Who is Stealing your Retirement?
During the writing of my book series, as I calculated the impact of financial advisor or mutual fund fees, it dawned on me that there are lots of ways our retirement can be "stolen" without us realizing it. Even the government does this and we accept it because it appears nothing can be done about it. For example, while working you and your employer each paid the 6.2% FICA tax for your Social Security benefit. You didn't pay income tax on that contribution when the wages were earned, but the government set the system up to have you pay* income tax on the benefit years later. And since the thresholds for determining what percentage of your benefit is subject to tax aren't indexed to inflation, more and more middle-class retirees are paying more income tax, maybe at a higher rate, because Social Security, when added to 401(k) distributions, is being taxed as one. Funny how they forgot to mention this on your Social Security statement that your $2,500 a month might only net $2,200 in your pocket.
Next, of course, are fees and expenses on investments. While 0.25% or 0.5% doesn't seem like much, it's the compounding impact that is significant. For example, a 0.5% difference in expense ratios for the same index fund on a retirement account could result in a 15% to 20% difference in the ending balance. And if you're only paying 0.5% on all of your investments, that's likely less than most folks so the impact might be much higher. It's not just the listed "expense ratio" but other fund expenses that aren't disclosed to you. For example, the fund must buy and sell stocks on behalf of its shareholders—the more trading or "turnover," the higher the fund expenses. But, the fund doesn't directly tell you your return was 0.3% less because of the higher turnover; they publish their returns and document fund expenses and leave it up to you to decide if the fund is run efficiently or not (which of course, we don't because we don't have the time or expertise to dig down that deep). Look at the annual reruns of a number of S&P 500 Index funds to see this because the funds own the same stocks in the same percentage as every other S&P 500 fund.

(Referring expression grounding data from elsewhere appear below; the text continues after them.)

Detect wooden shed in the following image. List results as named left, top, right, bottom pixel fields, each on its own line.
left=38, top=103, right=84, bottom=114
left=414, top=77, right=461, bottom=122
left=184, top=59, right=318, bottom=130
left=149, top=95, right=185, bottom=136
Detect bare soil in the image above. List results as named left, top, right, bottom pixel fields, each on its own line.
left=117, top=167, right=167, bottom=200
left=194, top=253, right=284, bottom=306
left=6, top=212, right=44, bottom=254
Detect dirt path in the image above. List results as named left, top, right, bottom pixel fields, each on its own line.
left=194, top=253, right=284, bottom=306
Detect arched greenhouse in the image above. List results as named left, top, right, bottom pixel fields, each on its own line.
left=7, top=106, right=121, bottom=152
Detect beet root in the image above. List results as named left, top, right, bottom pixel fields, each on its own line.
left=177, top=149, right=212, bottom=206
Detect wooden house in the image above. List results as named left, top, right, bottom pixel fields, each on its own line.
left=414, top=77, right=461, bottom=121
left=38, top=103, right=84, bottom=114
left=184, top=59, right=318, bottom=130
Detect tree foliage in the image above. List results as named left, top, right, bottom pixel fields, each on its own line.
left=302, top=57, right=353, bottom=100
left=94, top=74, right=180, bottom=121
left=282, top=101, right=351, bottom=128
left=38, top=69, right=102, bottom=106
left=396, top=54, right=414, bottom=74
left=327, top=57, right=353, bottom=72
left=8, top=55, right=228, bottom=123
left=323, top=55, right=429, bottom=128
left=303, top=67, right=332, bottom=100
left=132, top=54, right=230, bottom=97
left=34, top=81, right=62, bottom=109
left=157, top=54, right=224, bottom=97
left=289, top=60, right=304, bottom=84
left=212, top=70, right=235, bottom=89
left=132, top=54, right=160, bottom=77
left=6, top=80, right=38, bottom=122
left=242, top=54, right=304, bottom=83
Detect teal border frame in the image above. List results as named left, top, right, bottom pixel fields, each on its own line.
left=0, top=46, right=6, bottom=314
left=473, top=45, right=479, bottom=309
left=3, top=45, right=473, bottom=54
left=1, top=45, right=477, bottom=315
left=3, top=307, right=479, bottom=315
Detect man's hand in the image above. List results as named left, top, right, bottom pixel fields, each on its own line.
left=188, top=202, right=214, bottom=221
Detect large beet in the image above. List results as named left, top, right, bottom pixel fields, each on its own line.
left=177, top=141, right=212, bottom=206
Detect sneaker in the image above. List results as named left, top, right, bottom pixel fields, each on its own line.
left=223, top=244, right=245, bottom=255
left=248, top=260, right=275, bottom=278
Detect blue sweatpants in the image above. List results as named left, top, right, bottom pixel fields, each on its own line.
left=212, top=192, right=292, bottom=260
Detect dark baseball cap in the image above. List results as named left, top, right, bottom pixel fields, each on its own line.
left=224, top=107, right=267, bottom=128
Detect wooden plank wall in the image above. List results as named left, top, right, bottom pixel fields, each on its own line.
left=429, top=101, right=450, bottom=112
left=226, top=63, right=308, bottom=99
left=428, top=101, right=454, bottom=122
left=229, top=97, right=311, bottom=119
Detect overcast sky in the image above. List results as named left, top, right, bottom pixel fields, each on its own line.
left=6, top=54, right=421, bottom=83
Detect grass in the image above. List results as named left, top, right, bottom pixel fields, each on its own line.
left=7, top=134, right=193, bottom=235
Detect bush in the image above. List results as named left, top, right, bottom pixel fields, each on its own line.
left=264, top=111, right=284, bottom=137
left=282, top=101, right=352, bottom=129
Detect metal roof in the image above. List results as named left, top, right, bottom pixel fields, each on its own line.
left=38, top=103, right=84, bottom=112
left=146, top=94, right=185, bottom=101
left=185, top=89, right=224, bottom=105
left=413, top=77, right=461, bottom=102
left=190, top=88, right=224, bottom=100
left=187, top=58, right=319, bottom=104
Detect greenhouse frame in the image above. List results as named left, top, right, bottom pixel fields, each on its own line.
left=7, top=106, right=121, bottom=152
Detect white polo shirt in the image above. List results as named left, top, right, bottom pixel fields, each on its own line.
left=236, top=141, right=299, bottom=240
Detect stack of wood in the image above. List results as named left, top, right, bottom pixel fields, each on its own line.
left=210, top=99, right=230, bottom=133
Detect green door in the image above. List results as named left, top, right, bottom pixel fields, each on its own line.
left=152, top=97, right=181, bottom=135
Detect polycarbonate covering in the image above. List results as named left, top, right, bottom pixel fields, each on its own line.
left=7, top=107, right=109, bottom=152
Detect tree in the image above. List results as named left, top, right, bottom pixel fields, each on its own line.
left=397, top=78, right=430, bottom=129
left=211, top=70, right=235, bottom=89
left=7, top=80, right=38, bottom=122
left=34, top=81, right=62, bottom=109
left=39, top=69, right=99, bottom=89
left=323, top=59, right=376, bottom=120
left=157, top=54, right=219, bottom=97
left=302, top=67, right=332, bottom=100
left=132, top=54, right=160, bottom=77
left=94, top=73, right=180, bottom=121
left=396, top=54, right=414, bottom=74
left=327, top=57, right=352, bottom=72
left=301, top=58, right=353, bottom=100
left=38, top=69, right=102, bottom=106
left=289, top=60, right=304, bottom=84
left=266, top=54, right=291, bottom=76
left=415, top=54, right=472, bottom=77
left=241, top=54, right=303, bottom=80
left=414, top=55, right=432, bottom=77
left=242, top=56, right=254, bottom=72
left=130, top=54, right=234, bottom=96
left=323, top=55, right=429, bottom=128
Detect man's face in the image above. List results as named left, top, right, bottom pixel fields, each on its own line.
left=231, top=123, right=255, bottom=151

Then there are the financial planner and advisor fees. Again, while mosty disclosed to you, it's not presented in a way to you show you the impact on your ending retirement savings balance. (I provide more detail in Chapter 4 of What Would Dad Do? - Volume 2.) I also said "mostly disclosed" because they may still receive kickbacks in revenue sharing from the funds you're invested in, but it's likely in small print in the paperwork you signed. There could also be a fee in an income product you purchase, such as an annuity.
Finally, there is the value of the currency that steals from you, also known as inflation. For those saving for retirement with stock mutual funds, the balance is likely growing a few percent faster than inflation, so that the growing balance can indeed provide the needed income in retirement. But what if retirement savings are in a bank earning 0.5% interest? The amount saved while appearing to grow is actually going to provide less than what was put into the account, as 0.5% interest is no match for 3% inflation over the long term. Even using bonds at 3% to 4% may only keep pace with inflation. If you save 10% of your income for retirement in these low-yielding investments, after 10 years you'll have enough to pay for 2 years of retirement (assuming Social Security pays for the other half of it). Thus, inflation is going to steal from you.
The only way to stop the stealing is to identify who's doing the stealing and either put a stop to it or reduce its impact. When it comes to the government, understand the tax code as you save for retirement and plan how to allocate and use your savings. When investing, understand the fees and work to minimize them. For hired professionals, make sure you do the work to understand the total cost - fees and expenses - then, considering the compound value of those fees and expenses, decide if the value overcomes the cost to you. And finally, make sure to understand that retirement savings must achieve returns a few percent above inflation to ever be able to compound sufficiently to provide for a long retirement.
* You will pay income tax on up to 85% of your Social Security benefit when claimed. Since Social Security is generally 30% to 60% of someone's retirement income, it's likely that 85% will be subject to income tax unless steps are taken to lessen the impact. For those at lower income where Social Security is ~60% or more of their income, they may fall below the threshold and their Social Security will not be taxed.